I really loved The Elegance of the Hedgehog by Muriel Barbery and am looking to read more contemporary literature in translation. Are there any books you would recommend for starters?

Well, I’m in the middle of a new translated novel that I can’t wait to go home and finish: Seven Years, by the Swiss writer Peter Stamm. I had never heard of Stamm—I picked the book up because the translator is Michael Hofmann. If Michael Hofmann thinks a book is worth spending that much time on, I’m always happy to read it. So far I am not disappointed. Seven Years begins like a Turgenev novella, in the present day, with a slightly disillusioned architect looking back on the youthful love affair that became his marriage, and on another love affair that didn’t. Just the kind of thing I like. And (as my friend Eric Banks pointed out last night—because it turns out he’s read it, too), Stamm deals convincingly with architects and architecture, something you don’t find in a novel every day.

David Foster Wallace is my favorite writer, but I now find it hard to read him without becoming desperately sad. Please can you suggest ways of coping? —Hermione

The last time I tried to reread Infinite Jest, I had the same feeling, and stopped. Then I got a note from a friend who, like Wallace, has suffered over the years from debilitating depression. My friend described how her last depression lifted.

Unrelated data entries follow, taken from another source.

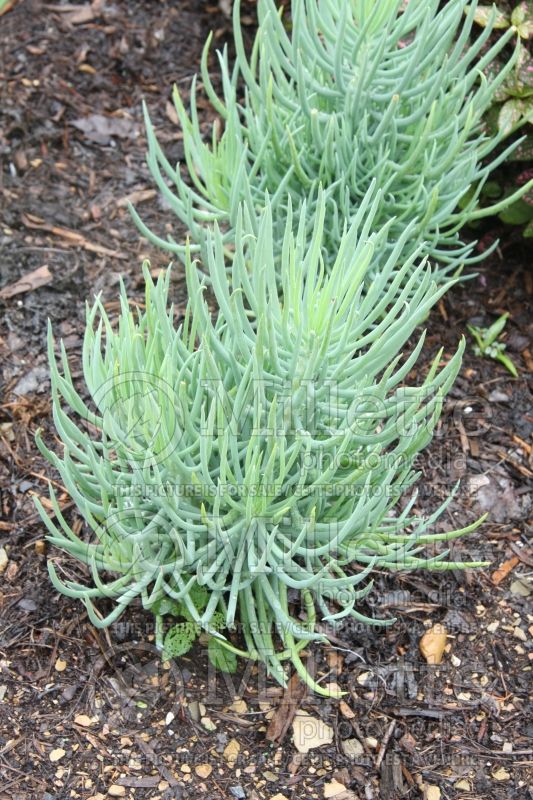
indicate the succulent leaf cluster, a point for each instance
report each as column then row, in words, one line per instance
column 359, row 95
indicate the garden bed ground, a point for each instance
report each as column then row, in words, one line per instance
column 84, row 713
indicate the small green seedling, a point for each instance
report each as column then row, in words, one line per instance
column 487, row 344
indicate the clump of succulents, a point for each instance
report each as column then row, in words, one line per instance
column 359, row 94
column 248, row 469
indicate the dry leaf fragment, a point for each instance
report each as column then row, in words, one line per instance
column 32, row 280
column 116, row 791
column 333, row 789
column 136, row 197
column 78, row 14
column 83, row 720
column 503, row 570
column 203, row 770
column 281, row 719
column 346, row 711
column 310, row 732
column 432, row 644
column 501, row 774
column 231, row 752
column 352, row 748
column 239, row 707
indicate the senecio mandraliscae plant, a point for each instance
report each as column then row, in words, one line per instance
column 248, row 470
column 363, row 93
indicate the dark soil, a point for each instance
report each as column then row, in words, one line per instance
column 89, row 713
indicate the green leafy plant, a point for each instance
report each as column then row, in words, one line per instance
column 362, row 95
column 487, row 344
column 513, row 99
column 249, row 469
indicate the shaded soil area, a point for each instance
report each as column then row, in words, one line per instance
column 94, row 713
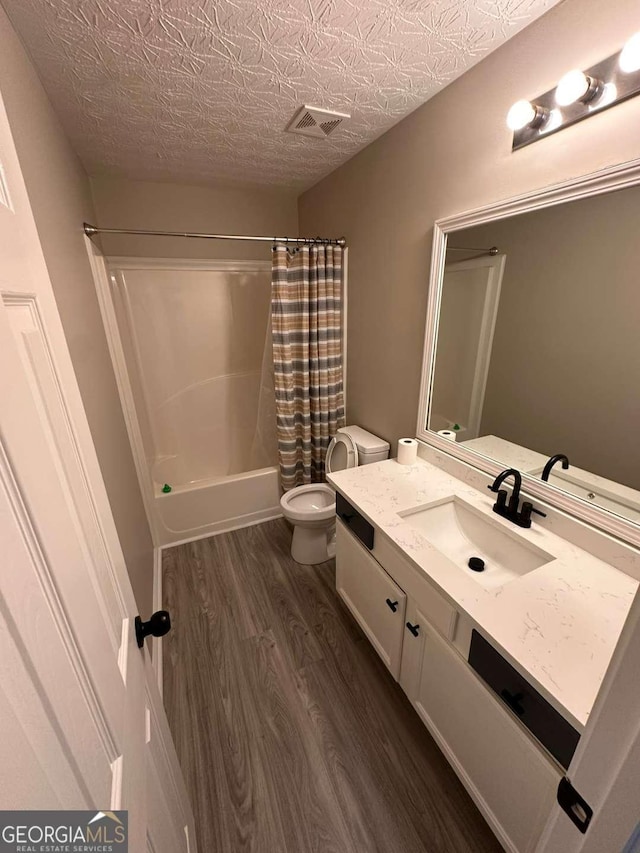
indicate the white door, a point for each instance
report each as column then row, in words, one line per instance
column 468, row 311
column 77, row 714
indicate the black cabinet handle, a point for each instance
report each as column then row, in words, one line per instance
column 157, row 626
column 513, row 701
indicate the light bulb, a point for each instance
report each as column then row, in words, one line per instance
column 630, row 55
column 520, row 115
column 572, row 87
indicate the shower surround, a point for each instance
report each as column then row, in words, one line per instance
column 192, row 338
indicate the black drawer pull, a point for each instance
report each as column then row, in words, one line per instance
column 513, row 701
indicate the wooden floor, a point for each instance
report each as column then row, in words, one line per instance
column 292, row 735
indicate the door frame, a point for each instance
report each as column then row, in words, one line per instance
column 495, row 265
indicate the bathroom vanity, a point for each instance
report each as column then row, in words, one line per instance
column 503, row 665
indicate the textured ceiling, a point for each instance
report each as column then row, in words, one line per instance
column 201, row 90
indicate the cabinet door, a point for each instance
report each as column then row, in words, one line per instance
column 377, row 603
column 511, row 780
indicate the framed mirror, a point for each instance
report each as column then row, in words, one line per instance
column 532, row 345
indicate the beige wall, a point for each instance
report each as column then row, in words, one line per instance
column 59, row 194
column 565, row 361
column 453, row 154
column 147, row 205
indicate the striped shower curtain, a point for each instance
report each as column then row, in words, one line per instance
column 306, row 317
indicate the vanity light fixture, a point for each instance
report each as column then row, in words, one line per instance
column 575, row 86
column 578, row 95
column 525, row 114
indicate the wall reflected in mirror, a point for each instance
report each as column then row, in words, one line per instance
column 538, row 347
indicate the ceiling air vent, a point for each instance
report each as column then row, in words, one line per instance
column 314, row 121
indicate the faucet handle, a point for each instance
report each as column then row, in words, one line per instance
column 527, row 509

I can’t resist quoting her here, because what she wrote struck me as beautiful but also because it reminded me that Wallace overcame and overcame his sense of isolation, not only in life, but in his fiction, too—in Infinite Jest, for starters, the least solipsistic of contemporary novels, or even at moments in his last collection, the one my friend was reading:

One day in late summer, I decided to give Oblivion another try, or rather to give this one story “‘Good Old Neon” a try. It was a collection I’d previously struggled with. But that story, reading it at the time I did, truly gave me this surge of Spirit—life force—that I doubt I would have found anywhere else. The story’s antihero trapped in various self-created hells of bad faith, and the narrator explaining to him that while we all get hung up on being untrue to ourselves, or faking our way through life, the vastness and complexity of our selves is such that we really couldn’t begin to fake them … We’re tied to the mast of these huge crazy ships, ploughing into dark, icy seas, and our only recourse is an occasional change of hat … He puts it about a million times more elegantly than that. It was one of the moments of the year.